The most prominent colour being blue, often attributed to boys, becomes central. Strong shades of sapphire, cobalt, cerulean, indigo and black are offset by a soft amber that mimics the sands of their desert environment. In this collection, we add suede and velvets, to our offering of handwoven silks and organzas, in shapes that marry both structure and drape. Our Tachi accessories in steel borrow from the shapes and symbols of traditional Tuareg silver jewellery, but in our signature minimal way.

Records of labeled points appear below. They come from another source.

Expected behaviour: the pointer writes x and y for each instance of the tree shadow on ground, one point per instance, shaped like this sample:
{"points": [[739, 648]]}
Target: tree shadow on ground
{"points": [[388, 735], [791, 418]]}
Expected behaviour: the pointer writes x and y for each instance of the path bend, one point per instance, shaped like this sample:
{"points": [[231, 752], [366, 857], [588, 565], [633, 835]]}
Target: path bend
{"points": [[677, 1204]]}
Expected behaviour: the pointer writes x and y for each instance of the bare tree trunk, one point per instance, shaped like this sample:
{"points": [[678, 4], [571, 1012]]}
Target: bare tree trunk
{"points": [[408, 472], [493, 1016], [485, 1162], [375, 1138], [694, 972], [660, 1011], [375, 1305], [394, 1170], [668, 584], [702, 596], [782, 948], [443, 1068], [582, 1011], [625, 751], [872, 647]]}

We chose to marry all our developments in Benaras this season. New studies in brocades, traditional in their vocabulary and others with more contemporary motifs from our spring summer line, are teamed with our most current geometric explorations from the
Tuareg culture.
The idea was to be able to seamlessly pair something new with something old. And to give our customer the option to update their wardrobe without having to replace what they love. In this way, we continue to support our philosophy of mixing and matching separates even within our festive edit. This collection like all others keeps in mind our brand DNA – clothing for women that are looking for design that is rooted in tradition but with a strong relevant voice.” - Payal Khandawala
PR the concept store by
Annika Fernando , who has a reputation as a fashion talent scout, is a local and destination store for the stylish shopper, clients can also enjoy a calendar of events throughout the year like collaborations with and hosting of original designer trunk shows, like the Payal Khadawala showcase on the 15th of November, that engage consumers and add value to a fashion landscape. PR has everything a modern chic wardrobe needs. The store also stocks elegant and sophisticated ready-to-wear from pieces from home-grown labels like KT Brown and Sonali Dharmawardene, cuttingedge from young designers like Vathsala Gunasekera and Dinushi Pamanuwas La Pard, classic-but-cool pieces from KUR, heavy hitting international names like Prayal Pratap. Exquisite jewellery from Papillon du the and Cher by Chevonne and laid-back offerings of off-duty staples from her own label MAUS to name just a few.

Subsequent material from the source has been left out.